- Founded: 24 April 1961; 65 years ago
- Country: India Bhutan
- Type: Army, Engineering
- Role: Construction and maintenance of infrastructure in Bhutan and adjoining Indian Districts
- Size: 1200+ personnel (Indian Officials)
- Part of: Indian Armed Forces, Border Roads Organisation, Ministry of Defence
- Headquarters: Simtokha, Thimphu, Bhutan
- Motto: Shramena Sarvam Sadhyam
- Anniversaries: BRO Day: 7 May Raising Day: 24 April
- Website: bro.gov.in

Commanders
- Director General: Lt. Gen. Harpal Singh
- Chief Engineer: Brigadier Jitender Singh Dhadwal

= Project Dantak =

Military roads engineering project

Dantak, also known as Project DANTAK, is an overseas project of the Border Roads Organisation under the Ministry of Defence of India. Project DANTAK was established on 24 April 1961 as a result of an agreement between Jigme Dorji Wangchuck, the third king of Bhutan and then Prime Minister of India Jawahar Lal Nehru. Colonel T.V. Jaganathan was appointed as the first Chief Engineer of DANTAK. The project is involved in identifying the most important aspects of connectivity and in spurring the socio-economic development and growth of Bhutan. It is tasked to construct and maintain roads suitable for motorised transportation in Bhutan and was established under the provision of the Indo-Bhutan Treaty of Peace and Friendship, 1949.

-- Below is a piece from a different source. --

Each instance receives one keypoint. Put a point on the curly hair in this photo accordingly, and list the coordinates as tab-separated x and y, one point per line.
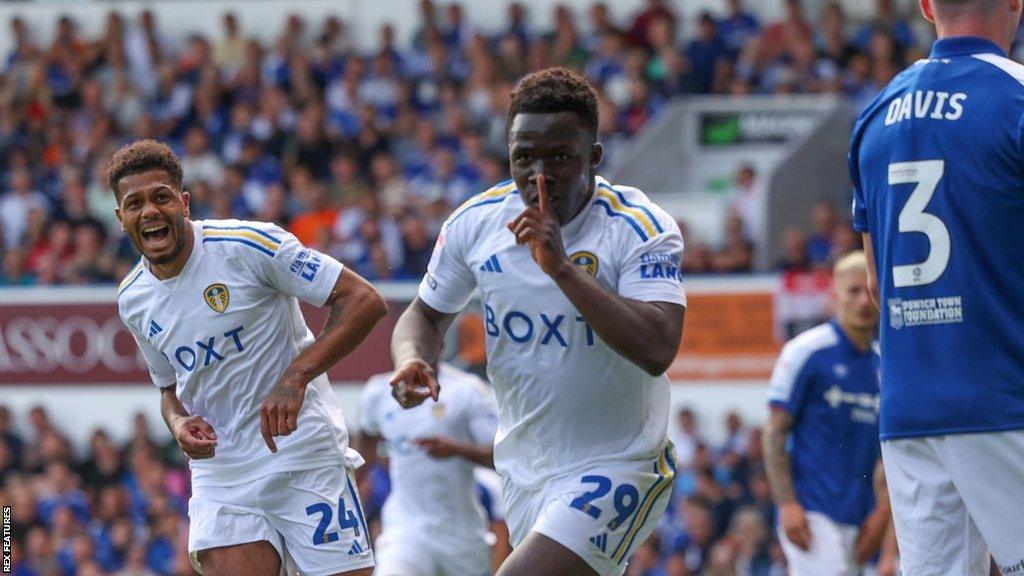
142	156
555	89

==Works and involvement ==

The project also constructs infrastructure in adjoining Indian districts, some of the important ones include Sherbathang–Nathu La road, Gangtok–Sherbathang road and Sevoke–Gangtok road.

The medical and education facilities established by DANTAK in outlying areas were the first in those regions. The Takthi Canteen, commonly known as the DANTAK canteen midway between Phuentsholing and Thimphu is a major stop for travelers.

The project recruits local workers from Bhutan as well as Indian workers from adjoining districts like Jaigaon, Alipurduar and other parts of Eastern and North-Eastern India under a basic monthly wage. It posts officials from India for the supervision of work.

In 2022, Dantak resurfaced 4.5 km of the Phuentsholing-Thimphu Road with shredded plastic as part of a special campaign to conduct trials of using recycled plastic in road construction.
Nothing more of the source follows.